O comendador Rui Nabeiro, que faria 92 anos no próximo dia 28 de março, deixou-nos subitamente antes de atingir esta bonita idade.

Tive a honra de tomar a palavra na última homenagem que lhe foi feita, no passado dia 10, pela Ordem dos Economistas.

“O comendador foi um cidadão do mundo que deu corpo à alma do que somos, no grupo que criou, com quatro mil trabalhadores, atuando em dezenas de mercados mundiais.

No imaginário coletivo, Campo Maior está ligado ao comendador, empresário inovador, humanista e solidário, exemplo para várias gerações.

É importante, no quadro atual do mundo, hedonista e incerto, refletirmos sobre o que representou, como fez crescer o grupo que criou a partir de quase nada, num universo aberto e sem fronteiras.

A natureza dos objetivos a que meteu ombros para criar o que criou, com uma visão de futuro, interligou fins económicos de criação de riqueza com os sociais no Grupo Delta.

Mourejando de sol a sol desde tenra idade, própria para brincar, traçou um rumo para o projeto, incompatível com a navegação ao sabor da maré e do pragmatismo errático.

Sem experiência na arte militar, conduziu uma estratégia a partir de Campo Maior, convocando para o combate cada vez mais conterrâneos, alargando a influência no terreno com extensão dos objetivos a causas nobres.

De cidade em cidade conquistou o país, tratando os seus trabalhadores com proximidade afetiva, a que se compatibiliza com uma liderança fundamentada na legitimidade da autoridade, consentida, desejada e aceite.

Há anos, num almoço que tive em Campo Maior, ao regressar à mesa depois de ausência temporária, manteve o sorriso largo de “quem ama a vida tem tudo”, justificando que a interrupção se devera ao facto de ter ido falar a um trabalhador sempre assíduo que havia entrado ao serviço tardiamente.

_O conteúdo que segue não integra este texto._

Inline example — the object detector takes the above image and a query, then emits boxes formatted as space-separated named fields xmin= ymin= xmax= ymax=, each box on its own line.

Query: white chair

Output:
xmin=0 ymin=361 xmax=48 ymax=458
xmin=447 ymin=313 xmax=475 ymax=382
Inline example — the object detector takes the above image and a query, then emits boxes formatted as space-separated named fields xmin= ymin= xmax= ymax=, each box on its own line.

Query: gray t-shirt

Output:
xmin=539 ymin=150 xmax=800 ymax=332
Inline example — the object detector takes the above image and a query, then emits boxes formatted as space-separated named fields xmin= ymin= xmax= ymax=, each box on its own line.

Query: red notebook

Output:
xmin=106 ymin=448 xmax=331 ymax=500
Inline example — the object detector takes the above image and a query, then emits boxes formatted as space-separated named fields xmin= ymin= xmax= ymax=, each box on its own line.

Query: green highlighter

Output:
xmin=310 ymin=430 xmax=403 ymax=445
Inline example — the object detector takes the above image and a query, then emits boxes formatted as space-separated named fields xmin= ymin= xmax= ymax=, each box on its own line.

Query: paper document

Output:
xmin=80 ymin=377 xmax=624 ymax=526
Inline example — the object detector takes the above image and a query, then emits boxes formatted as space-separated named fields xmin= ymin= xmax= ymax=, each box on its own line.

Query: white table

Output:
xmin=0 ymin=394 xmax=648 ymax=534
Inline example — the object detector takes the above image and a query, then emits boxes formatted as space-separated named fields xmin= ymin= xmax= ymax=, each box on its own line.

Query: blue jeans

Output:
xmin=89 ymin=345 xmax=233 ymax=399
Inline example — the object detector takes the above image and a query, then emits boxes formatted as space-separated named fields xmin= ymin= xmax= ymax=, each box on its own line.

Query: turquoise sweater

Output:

Então, com milhares de trabalhadores, percebi que esse gesto demonstrava que qualquer um deles era mais do que um prestador de serviço, uma pessoa integrada num projeto comum.

O Centro Educativo Alice Nabeiro respondeu também, por isso, às necessidades das crianças dos trabalhadores, objetivo que, sendo do Estado, abraçou, o que grandes empresas omitem.

Políticas empresariais passadas perderam-se, razão por que o Grupo Delta, ao sedimentar cumplicidades humanistas, deve servir de incentivo para as PME, entre nós maioritárias.

A Nova Delta é hoje titular da maior fábrica de torrefação no país, tendo diversificado a atividade ao retalho automóvel, à vitivinicultura, ao imobiliário e à hotelaria, é líder na Península Ibérica no café e tem por objetivo colocar a marca nas dez primeiras do mundo.

Com a determinação de quem sabe que a meta é precedida de obstáculos, superou-os, desde dramas familiares até conflitos armados, como o ocorrido em Angola, na independência, em que, para fazer cumprir um negócio de café, permaneceu meses no território, num quadro adverso, acabando por concretizá-lo entre a metralha.

Por tudo isto, o comendador foi exemplo para o empresariado e neste novo mundo para a política.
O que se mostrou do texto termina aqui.